An electron emitted by a heated cathode and accelerated through a p.d. of 2.0 kV enters a region with uniform magnetic field of 0.15T. Determine the trajectory of the electron if the field (a) is transverse to its initial velocity (b) makes an angle of `30^(@)` with the initial velocity.

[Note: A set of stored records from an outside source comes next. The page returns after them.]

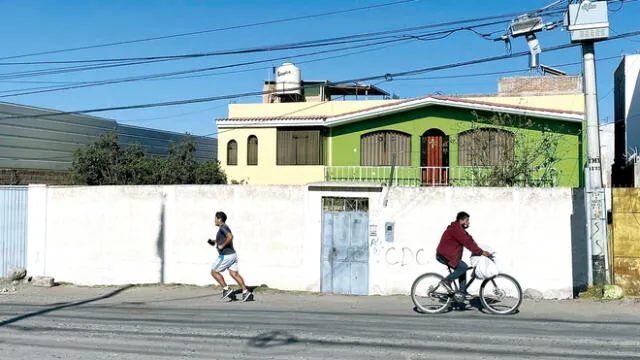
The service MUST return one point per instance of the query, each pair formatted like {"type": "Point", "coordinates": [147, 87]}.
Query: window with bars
{"type": "Point", "coordinates": [252, 150]}
{"type": "Point", "coordinates": [486, 147]}
{"type": "Point", "coordinates": [300, 147]}
{"type": "Point", "coordinates": [232, 152]}
{"type": "Point", "coordinates": [377, 148]}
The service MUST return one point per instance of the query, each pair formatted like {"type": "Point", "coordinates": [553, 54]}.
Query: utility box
{"type": "Point", "coordinates": [588, 21]}
{"type": "Point", "coordinates": [388, 231]}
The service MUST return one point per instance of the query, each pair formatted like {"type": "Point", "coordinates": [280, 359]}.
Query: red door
{"type": "Point", "coordinates": [435, 162]}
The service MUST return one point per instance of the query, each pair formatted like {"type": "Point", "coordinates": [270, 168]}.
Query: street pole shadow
{"type": "Point", "coordinates": [238, 293]}
{"type": "Point", "coordinates": [272, 339]}
{"type": "Point", "coordinates": [64, 306]}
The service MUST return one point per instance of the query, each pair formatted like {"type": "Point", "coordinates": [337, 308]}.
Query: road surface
{"type": "Point", "coordinates": [182, 322]}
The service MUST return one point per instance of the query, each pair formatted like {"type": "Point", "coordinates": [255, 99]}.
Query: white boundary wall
{"type": "Point", "coordinates": [120, 234]}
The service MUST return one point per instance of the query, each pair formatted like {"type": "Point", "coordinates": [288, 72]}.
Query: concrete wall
{"type": "Point", "coordinates": [148, 234]}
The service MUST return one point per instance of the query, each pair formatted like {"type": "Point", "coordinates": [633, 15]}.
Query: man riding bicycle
{"type": "Point", "coordinates": [449, 251]}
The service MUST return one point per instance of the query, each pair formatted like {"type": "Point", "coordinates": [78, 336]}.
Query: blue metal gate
{"type": "Point", "coordinates": [13, 228]}
{"type": "Point", "coordinates": [345, 246]}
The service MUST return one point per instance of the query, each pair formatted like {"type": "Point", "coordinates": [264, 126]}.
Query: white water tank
{"type": "Point", "coordinates": [288, 79]}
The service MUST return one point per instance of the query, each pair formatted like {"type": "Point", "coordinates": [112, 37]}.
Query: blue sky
{"type": "Point", "coordinates": [35, 26]}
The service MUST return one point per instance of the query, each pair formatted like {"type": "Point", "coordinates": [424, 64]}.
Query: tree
{"type": "Point", "coordinates": [529, 160]}
{"type": "Point", "coordinates": [106, 163]}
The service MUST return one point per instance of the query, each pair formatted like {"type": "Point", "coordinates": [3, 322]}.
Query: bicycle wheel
{"type": "Point", "coordinates": [427, 294]}
{"type": "Point", "coordinates": [501, 294]}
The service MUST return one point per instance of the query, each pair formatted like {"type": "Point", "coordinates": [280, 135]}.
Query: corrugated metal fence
{"type": "Point", "coordinates": [13, 228]}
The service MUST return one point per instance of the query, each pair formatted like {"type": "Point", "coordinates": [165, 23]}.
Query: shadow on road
{"type": "Point", "coordinates": [64, 306]}
{"type": "Point", "coordinates": [272, 339]}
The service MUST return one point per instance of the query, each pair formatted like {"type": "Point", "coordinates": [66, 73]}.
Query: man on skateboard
{"type": "Point", "coordinates": [227, 258]}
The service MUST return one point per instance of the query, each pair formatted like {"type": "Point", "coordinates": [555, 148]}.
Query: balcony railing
{"type": "Point", "coordinates": [428, 176]}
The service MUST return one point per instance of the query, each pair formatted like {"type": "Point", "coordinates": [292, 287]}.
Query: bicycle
{"type": "Point", "coordinates": [442, 298]}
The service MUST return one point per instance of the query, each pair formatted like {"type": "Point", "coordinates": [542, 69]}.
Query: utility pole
{"type": "Point", "coordinates": [587, 22]}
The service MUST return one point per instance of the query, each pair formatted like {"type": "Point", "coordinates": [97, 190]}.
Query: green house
{"type": "Point", "coordinates": [428, 141]}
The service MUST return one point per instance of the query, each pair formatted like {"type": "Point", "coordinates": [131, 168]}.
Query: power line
{"type": "Point", "coordinates": [424, 37]}
{"type": "Point", "coordinates": [388, 77]}
{"type": "Point", "coordinates": [176, 77]}
{"type": "Point", "coordinates": [161, 75]}
{"type": "Point", "coordinates": [496, 72]}
{"type": "Point", "coordinates": [296, 45]}
{"type": "Point", "coordinates": [213, 30]}
{"type": "Point", "coordinates": [291, 46]}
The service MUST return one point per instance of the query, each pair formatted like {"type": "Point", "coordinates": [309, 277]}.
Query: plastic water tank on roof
{"type": "Point", "coordinates": [288, 79]}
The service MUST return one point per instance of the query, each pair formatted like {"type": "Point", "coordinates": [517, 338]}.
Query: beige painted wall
{"type": "Point", "coordinates": [266, 172]}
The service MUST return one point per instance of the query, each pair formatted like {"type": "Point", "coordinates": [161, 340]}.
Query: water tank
{"type": "Point", "coordinates": [288, 79]}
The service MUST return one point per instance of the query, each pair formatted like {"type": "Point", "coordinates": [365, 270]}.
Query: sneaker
{"type": "Point", "coordinates": [445, 284]}
{"type": "Point", "coordinates": [246, 295]}
{"type": "Point", "coordinates": [226, 293]}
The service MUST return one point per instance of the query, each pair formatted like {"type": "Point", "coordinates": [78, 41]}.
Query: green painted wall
{"type": "Point", "coordinates": [346, 138]}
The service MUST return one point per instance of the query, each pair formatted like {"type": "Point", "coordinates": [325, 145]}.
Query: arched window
{"type": "Point", "coordinates": [378, 147]}
{"type": "Point", "coordinates": [252, 150]}
{"type": "Point", "coordinates": [485, 147]}
{"type": "Point", "coordinates": [232, 152]}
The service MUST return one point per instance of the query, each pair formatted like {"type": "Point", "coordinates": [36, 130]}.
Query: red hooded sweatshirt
{"type": "Point", "coordinates": [452, 241]}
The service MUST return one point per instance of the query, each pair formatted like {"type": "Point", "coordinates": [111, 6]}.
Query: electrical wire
{"type": "Point", "coordinates": [234, 27]}
{"type": "Point", "coordinates": [388, 76]}
{"type": "Point", "coordinates": [290, 46]}
{"type": "Point", "coordinates": [423, 37]}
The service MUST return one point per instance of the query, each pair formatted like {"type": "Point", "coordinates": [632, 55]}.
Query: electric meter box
{"type": "Point", "coordinates": [588, 21]}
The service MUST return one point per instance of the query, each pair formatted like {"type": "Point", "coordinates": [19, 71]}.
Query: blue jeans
{"type": "Point", "coordinates": [460, 271]}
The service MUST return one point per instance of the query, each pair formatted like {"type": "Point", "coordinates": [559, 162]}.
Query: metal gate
{"type": "Point", "coordinates": [626, 239]}
{"type": "Point", "coordinates": [345, 246]}
{"type": "Point", "coordinates": [13, 228]}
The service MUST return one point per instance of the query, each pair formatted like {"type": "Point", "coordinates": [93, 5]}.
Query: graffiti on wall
{"type": "Point", "coordinates": [405, 256]}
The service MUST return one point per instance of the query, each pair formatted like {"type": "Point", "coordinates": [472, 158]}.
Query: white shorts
{"type": "Point", "coordinates": [225, 262]}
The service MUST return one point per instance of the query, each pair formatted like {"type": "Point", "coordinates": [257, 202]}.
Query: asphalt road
{"type": "Point", "coordinates": [67, 322]}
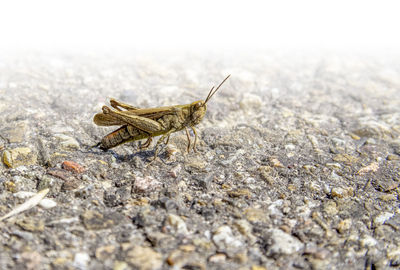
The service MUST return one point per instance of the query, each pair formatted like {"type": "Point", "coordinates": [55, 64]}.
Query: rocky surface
{"type": "Point", "coordinates": [297, 164]}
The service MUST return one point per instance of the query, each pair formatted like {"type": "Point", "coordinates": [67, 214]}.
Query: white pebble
{"type": "Point", "coordinates": [47, 203]}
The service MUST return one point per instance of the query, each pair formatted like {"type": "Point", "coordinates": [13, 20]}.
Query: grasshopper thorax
{"type": "Point", "coordinates": [197, 111]}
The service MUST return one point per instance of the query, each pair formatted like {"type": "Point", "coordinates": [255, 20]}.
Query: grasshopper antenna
{"type": "Point", "coordinates": [213, 92]}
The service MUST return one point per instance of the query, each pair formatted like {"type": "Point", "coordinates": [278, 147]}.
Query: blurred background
{"type": "Point", "coordinates": [176, 26]}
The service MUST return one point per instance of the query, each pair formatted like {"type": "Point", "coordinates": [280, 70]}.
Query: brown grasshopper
{"type": "Point", "coordinates": [138, 124]}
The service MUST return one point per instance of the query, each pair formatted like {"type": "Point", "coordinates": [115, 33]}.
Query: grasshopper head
{"type": "Point", "coordinates": [198, 108]}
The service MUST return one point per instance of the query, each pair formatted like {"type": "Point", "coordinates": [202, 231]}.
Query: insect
{"type": "Point", "coordinates": [146, 123]}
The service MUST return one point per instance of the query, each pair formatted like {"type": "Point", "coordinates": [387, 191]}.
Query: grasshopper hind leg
{"type": "Point", "coordinates": [161, 140]}
{"type": "Point", "coordinates": [147, 143]}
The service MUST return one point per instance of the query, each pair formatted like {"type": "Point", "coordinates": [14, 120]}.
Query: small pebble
{"type": "Point", "coordinates": [145, 184]}
{"type": "Point", "coordinates": [177, 224]}
{"type": "Point", "coordinates": [72, 166]}
{"type": "Point", "coordinates": [18, 157]}
{"type": "Point", "coordinates": [344, 225]}
{"type": "Point", "coordinates": [217, 258]}
{"type": "Point", "coordinates": [47, 203]}
{"type": "Point", "coordinates": [282, 243]}
{"type": "Point", "coordinates": [81, 260]}
{"type": "Point", "coordinates": [382, 218]}
{"type": "Point", "coordinates": [144, 258]}
{"type": "Point", "coordinates": [67, 142]}
{"type": "Point", "coordinates": [224, 239]}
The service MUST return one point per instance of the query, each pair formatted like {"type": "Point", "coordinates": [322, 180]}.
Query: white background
{"type": "Point", "coordinates": [199, 25]}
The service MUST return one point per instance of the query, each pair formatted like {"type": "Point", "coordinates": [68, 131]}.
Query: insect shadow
{"type": "Point", "coordinates": [144, 155]}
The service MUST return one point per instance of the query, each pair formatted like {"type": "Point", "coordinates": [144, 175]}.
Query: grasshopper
{"type": "Point", "coordinates": [146, 123]}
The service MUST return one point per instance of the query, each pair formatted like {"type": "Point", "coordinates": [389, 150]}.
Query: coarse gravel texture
{"type": "Point", "coordinates": [297, 164]}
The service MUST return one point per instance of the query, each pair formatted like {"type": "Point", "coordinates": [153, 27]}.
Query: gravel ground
{"type": "Point", "coordinates": [297, 164]}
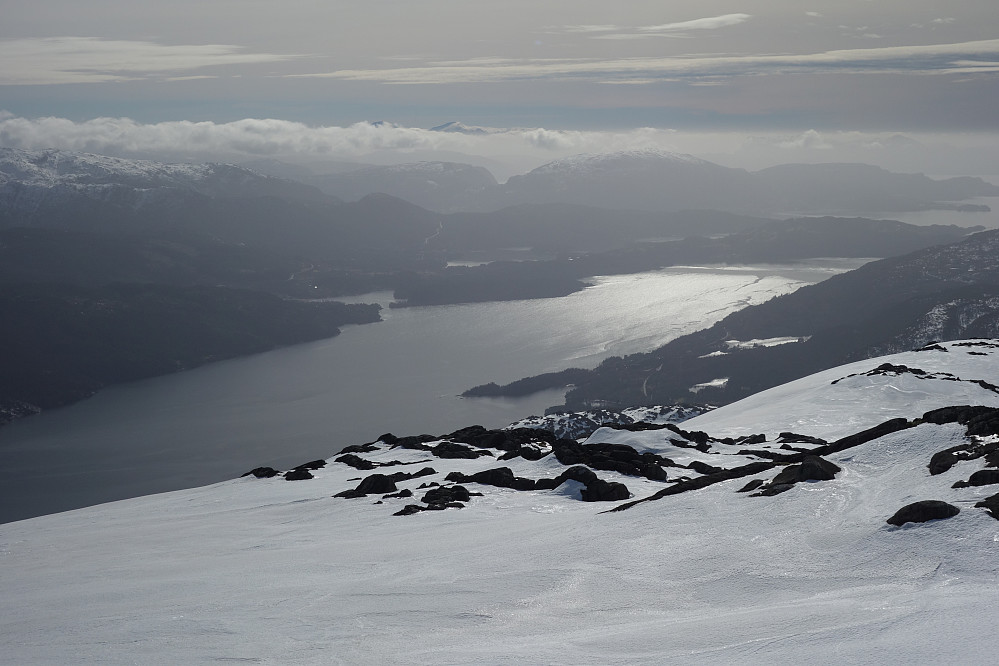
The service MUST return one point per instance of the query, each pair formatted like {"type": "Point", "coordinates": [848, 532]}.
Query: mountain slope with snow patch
{"type": "Point", "coordinates": [272, 571]}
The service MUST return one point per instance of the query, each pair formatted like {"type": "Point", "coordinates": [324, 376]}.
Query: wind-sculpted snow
{"type": "Point", "coordinates": [485, 560]}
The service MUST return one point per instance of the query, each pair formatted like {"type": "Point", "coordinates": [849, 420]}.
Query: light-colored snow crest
{"type": "Point", "coordinates": [277, 572]}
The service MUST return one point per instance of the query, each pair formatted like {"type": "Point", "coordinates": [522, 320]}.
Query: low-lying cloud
{"type": "Point", "coordinates": [505, 151]}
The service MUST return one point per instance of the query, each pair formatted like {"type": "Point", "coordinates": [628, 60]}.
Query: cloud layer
{"type": "Point", "coordinates": [505, 151]}
{"type": "Point", "coordinates": [57, 60]}
{"type": "Point", "coordinates": [966, 57]}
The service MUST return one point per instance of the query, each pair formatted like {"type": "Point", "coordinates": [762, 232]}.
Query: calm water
{"type": "Point", "coordinates": [402, 375]}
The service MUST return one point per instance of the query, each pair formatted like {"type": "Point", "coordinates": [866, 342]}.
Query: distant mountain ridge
{"type": "Point", "coordinates": [849, 511]}
{"type": "Point", "coordinates": [657, 180]}
{"type": "Point", "coordinates": [938, 293]}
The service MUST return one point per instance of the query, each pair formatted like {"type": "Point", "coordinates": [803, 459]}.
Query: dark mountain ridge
{"type": "Point", "coordinates": [900, 303]}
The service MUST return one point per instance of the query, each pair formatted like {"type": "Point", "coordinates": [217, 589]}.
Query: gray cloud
{"type": "Point", "coordinates": [919, 59]}
{"type": "Point", "coordinates": [610, 31]}
{"type": "Point", "coordinates": [57, 60]}
{"type": "Point", "coordinates": [508, 150]}
{"type": "Point", "coordinates": [710, 23]}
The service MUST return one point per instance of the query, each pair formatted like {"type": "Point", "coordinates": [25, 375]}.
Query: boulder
{"type": "Point", "coordinates": [811, 468]}
{"type": "Point", "coordinates": [923, 511]}
{"type": "Point", "coordinates": [446, 495]}
{"type": "Point", "coordinates": [262, 472]}
{"type": "Point", "coordinates": [298, 475]}
{"type": "Point", "coordinates": [990, 504]}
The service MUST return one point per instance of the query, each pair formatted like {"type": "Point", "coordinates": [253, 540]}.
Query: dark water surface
{"type": "Point", "coordinates": [402, 375]}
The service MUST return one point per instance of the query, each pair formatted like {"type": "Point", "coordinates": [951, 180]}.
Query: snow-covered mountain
{"type": "Point", "coordinates": [39, 182]}
{"type": "Point", "coordinates": [637, 179]}
{"type": "Point", "coordinates": [435, 185]}
{"type": "Point", "coordinates": [754, 533]}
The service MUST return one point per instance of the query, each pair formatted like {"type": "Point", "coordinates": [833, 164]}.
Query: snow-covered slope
{"type": "Point", "coordinates": [265, 570]}
{"type": "Point", "coordinates": [39, 181]}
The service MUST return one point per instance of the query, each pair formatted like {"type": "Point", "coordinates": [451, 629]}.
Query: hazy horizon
{"type": "Point", "coordinates": [909, 86]}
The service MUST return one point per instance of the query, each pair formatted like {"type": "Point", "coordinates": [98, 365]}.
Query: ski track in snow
{"type": "Point", "coordinates": [276, 572]}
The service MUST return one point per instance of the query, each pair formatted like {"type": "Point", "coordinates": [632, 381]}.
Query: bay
{"type": "Point", "coordinates": [403, 375]}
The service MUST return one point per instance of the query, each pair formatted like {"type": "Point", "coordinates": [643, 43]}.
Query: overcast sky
{"type": "Point", "coordinates": [710, 66]}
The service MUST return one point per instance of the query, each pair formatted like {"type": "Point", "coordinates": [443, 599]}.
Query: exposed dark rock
{"type": "Point", "coordinates": [262, 472]}
{"type": "Point", "coordinates": [704, 468]}
{"type": "Point", "coordinates": [416, 442]}
{"type": "Point", "coordinates": [298, 475]}
{"type": "Point", "coordinates": [984, 424]}
{"type": "Point", "coordinates": [812, 468]}
{"type": "Point", "coordinates": [793, 438]}
{"type": "Point", "coordinates": [618, 458]}
{"type": "Point", "coordinates": [376, 483]}
{"type": "Point", "coordinates": [864, 436]}
{"type": "Point", "coordinates": [983, 477]}
{"type": "Point", "coordinates": [772, 489]}
{"type": "Point", "coordinates": [361, 448]}
{"type": "Point", "coordinates": [604, 491]}
{"type": "Point", "coordinates": [356, 462]}
{"type": "Point", "coordinates": [405, 476]}
{"type": "Point", "coordinates": [956, 414]}
{"type": "Point", "coordinates": [941, 461]}
{"type": "Point", "coordinates": [370, 485]}
{"type": "Point", "coordinates": [920, 512]}
{"type": "Point", "coordinates": [769, 455]}
{"type": "Point", "coordinates": [447, 494]}
{"type": "Point", "coordinates": [453, 450]}
{"type": "Point", "coordinates": [501, 477]}
{"type": "Point", "coordinates": [315, 464]}
{"type": "Point", "coordinates": [990, 504]}
{"type": "Point", "coordinates": [702, 482]}
{"type": "Point", "coordinates": [696, 436]}
{"type": "Point", "coordinates": [751, 486]}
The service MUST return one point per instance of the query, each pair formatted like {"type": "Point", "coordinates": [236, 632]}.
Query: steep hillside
{"type": "Point", "coordinates": [943, 292]}
{"type": "Point", "coordinates": [851, 513]}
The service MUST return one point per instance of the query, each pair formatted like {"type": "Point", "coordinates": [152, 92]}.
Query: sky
{"type": "Point", "coordinates": [347, 79]}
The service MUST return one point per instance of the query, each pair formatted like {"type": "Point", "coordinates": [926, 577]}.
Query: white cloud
{"type": "Point", "coordinates": [55, 60]}
{"type": "Point", "coordinates": [271, 137]}
{"type": "Point", "coordinates": [809, 140]}
{"type": "Point", "coordinates": [711, 23]}
{"type": "Point", "coordinates": [616, 32]}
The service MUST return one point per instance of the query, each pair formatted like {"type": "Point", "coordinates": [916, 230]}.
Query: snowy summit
{"type": "Point", "coordinates": [847, 517]}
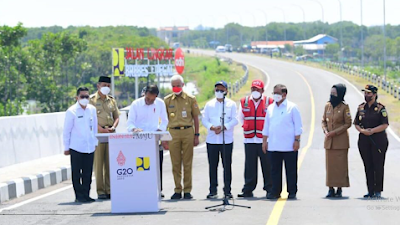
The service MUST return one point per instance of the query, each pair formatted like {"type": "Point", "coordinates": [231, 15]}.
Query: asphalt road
{"type": "Point", "coordinates": [309, 88]}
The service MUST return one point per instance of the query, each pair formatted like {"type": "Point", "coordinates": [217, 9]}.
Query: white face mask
{"type": "Point", "coordinates": [105, 90]}
{"type": "Point", "coordinates": [256, 94]}
{"type": "Point", "coordinates": [83, 101]}
{"type": "Point", "coordinates": [277, 98]}
{"type": "Point", "coordinates": [219, 95]}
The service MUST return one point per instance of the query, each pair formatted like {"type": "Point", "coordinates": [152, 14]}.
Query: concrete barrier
{"type": "Point", "coordinates": [25, 138]}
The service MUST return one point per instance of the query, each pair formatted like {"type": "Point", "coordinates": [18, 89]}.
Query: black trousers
{"type": "Point", "coordinates": [374, 161]}
{"type": "Point", "coordinates": [252, 153]}
{"type": "Point", "coordinates": [82, 168]}
{"type": "Point", "coordinates": [290, 159]}
{"type": "Point", "coordinates": [214, 151]}
{"type": "Point", "coordinates": [161, 161]}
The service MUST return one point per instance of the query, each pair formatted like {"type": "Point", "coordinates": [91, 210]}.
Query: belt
{"type": "Point", "coordinates": [180, 128]}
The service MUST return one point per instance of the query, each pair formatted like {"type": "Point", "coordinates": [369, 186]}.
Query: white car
{"type": "Point", "coordinates": [220, 49]}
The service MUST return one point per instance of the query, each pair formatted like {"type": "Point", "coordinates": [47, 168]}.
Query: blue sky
{"type": "Point", "coordinates": [211, 13]}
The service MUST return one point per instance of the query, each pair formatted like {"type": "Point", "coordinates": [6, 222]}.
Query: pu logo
{"type": "Point", "coordinates": [142, 163]}
{"type": "Point", "coordinates": [118, 61]}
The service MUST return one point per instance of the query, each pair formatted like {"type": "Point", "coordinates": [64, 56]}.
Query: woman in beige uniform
{"type": "Point", "coordinates": [335, 122]}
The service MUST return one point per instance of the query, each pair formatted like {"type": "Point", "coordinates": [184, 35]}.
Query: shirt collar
{"type": "Point", "coordinates": [183, 95]}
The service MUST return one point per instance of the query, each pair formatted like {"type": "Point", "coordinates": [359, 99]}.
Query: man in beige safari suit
{"type": "Point", "coordinates": [108, 118]}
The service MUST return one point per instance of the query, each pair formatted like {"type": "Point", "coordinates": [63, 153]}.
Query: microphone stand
{"type": "Point", "coordinates": [225, 200]}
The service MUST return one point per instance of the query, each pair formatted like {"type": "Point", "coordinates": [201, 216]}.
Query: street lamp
{"type": "Point", "coordinates": [322, 11]}
{"type": "Point", "coordinates": [284, 21]}
{"type": "Point", "coordinates": [341, 33]}
{"type": "Point", "coordinates": [384, 40]}
{"type": "Point", "coordinates": [362, 37]}
{"type": "Point", "coordinates": [266, 24]}
{"type": "Point", "coordinates": [304, 20]}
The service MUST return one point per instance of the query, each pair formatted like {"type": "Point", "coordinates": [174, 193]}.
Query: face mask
{"type": "Point", "coordinates": [368, 98]}
{"type": "Point", "coordinates": [219, 95]}
{"type": "Point", "coordinates": [105, 90]}
{"type": "Point", "coordinates": [277, 98]}
{"type": "Point", "coordinates": [256, 94]}
{"type": "Point", "coordinates": [177, 90]}
{"type": "Point", "coordinates": [83, 101]}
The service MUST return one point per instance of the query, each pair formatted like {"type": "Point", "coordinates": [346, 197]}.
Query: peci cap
{"type": "Point", "coordinates": [370, 88]}
{"type": "Point", "coordinates": [221, 82]}
{"type": "Point", "coordinates": [105, 79]}
{"type": "Point", "coordinates": [257, 84]}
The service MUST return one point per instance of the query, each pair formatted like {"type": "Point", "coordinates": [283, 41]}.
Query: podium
{"type": "Point", "coordinates": [134, 170]}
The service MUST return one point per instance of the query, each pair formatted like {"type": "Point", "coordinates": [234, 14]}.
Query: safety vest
{"type": "Point", "coordinates": [254, 118]}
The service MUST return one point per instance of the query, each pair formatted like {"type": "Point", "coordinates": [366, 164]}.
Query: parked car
{"type": "Point", "coordinates": [220, 49]}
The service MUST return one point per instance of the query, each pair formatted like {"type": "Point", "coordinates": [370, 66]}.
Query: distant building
{"type": "Point", "coordinates": [316, 44]}
{"type": "Point", "coordinates": [169, 33]}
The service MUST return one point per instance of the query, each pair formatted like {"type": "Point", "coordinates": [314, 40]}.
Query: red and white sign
{"type": "Point", "coordinates": [179, 61]}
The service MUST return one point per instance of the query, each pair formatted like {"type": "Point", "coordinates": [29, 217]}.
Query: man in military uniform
{"type": "Point", "coordinates": [108, 118]}
{"type": "Point", "coordinates": [183, 112]}
{"type": "Point", "coordinates": [371, 121]}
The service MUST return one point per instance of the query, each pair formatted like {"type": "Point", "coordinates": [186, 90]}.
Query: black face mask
{"type": "Point", "coordinates": [335, 100]}
{"type": "Point", "coordinates": [368, 98]}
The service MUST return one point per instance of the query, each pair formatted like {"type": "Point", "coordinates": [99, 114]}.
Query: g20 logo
{"type": "Point", "coordinates": [124, 172]}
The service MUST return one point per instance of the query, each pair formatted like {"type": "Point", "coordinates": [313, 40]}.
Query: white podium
{"type": "Point", "coordinates": [134, 170]}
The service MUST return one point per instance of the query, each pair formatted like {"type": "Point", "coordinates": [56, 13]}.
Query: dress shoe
{"type": "Point", "coordinates": [245, 195]}
{"type": "Point", "coordinates": [369, 195]}
{"type": "Point", "coordinates": [89, 199]}
{"type": "Point", "coordinates": [331, 193]}
{"type": "Point", "coordinates": [187, 196]}
{"type": "Point", "coordinates": [81, 200]}
{"type": "Point", "coordinates": [176, 196]}
{"type": "Point", "coordinates": [212, 196]}
{"type": "Point", "coordinates": [292, 196]}
{"type": "Point", "coordinates": [102, 196]}
{"type": "Point", "coordinates": [229, 196]}
{"type": "Point", "coordinates": [338, 193]}
{"type": "Point", "coordinates": [272, 196]}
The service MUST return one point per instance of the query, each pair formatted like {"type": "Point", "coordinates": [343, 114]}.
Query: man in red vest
{"type": "Point", "coordinates": [251, 114]}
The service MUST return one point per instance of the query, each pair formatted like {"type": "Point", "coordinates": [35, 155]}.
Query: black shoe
{"type": "Point", "coordinates": [331, 193]}
{"type": "Point", "coordinates": [272, 196]}
{"type": "Point", "coordinates": [245, 195]}
{"type": "Point", "coordinates": [176, 196]}
{"type": "Point", "coordinates": [212, 196]}
{"type": "Point", "coordinates": [292, 196]}
{"type": "Point", "coordinates": [89, 199]}
{"type": "Point", "coordinates": [338, 193]}
{"type": "Point", "coordinates": [187, 196]}
{"type": "Point", "coordinates": [81, 200]}
{"type": "Point", "coordinates": [102, 196]}
{"type": "Point", "coordinates": [229, 196]}
{"type": "Point", "coordinates": [369, 195]}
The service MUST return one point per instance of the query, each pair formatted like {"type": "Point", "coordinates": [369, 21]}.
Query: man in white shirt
{"type": "Point", "coordinates": [80, 128]}
{"type": "Point", "coordinates": [149, 113]}
{"type": "Point", "coordinates": [252, 111]}
{"type": "Point", "coordinates": [217, 143]}
{"type": "Point", "coordinates": [282, 130]}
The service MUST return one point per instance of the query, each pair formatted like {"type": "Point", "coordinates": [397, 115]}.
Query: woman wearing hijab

(a) `V=2 times 10^(-3)V, theta=90^(@), B=0.15T`
`" "e/m=1.76 times 10^(11)Ckg^(-1)`
The path of the electron will be circular and of radius `r=(mv)/(eB)`
i.e., `" "r=v/((e/m)B) " and " v=sqrt((2eV)/m)`
`" "e/m=v^(2)/(2V)`
i.e., `" "r=v/B times (2V)/V^(2)=(2v)/(BV)`
and `" "r=(2.64 times 10^(7))/(1.76 times 10^(11) times 0.15)`
`" "r=1 times 10^(-3)m`
`" "=1mm`
(b) If the field makes an angle of `30^(@)`, then `v_("hor")=vcostheta=2.64 times 10^(7) times cos30^(@)`
i.e., `" "v_(H)=2.64 times 0.866 times 10^(7)=2.286 times 10^(7)ms^(-1)`
in the direction of B and the path will be helical.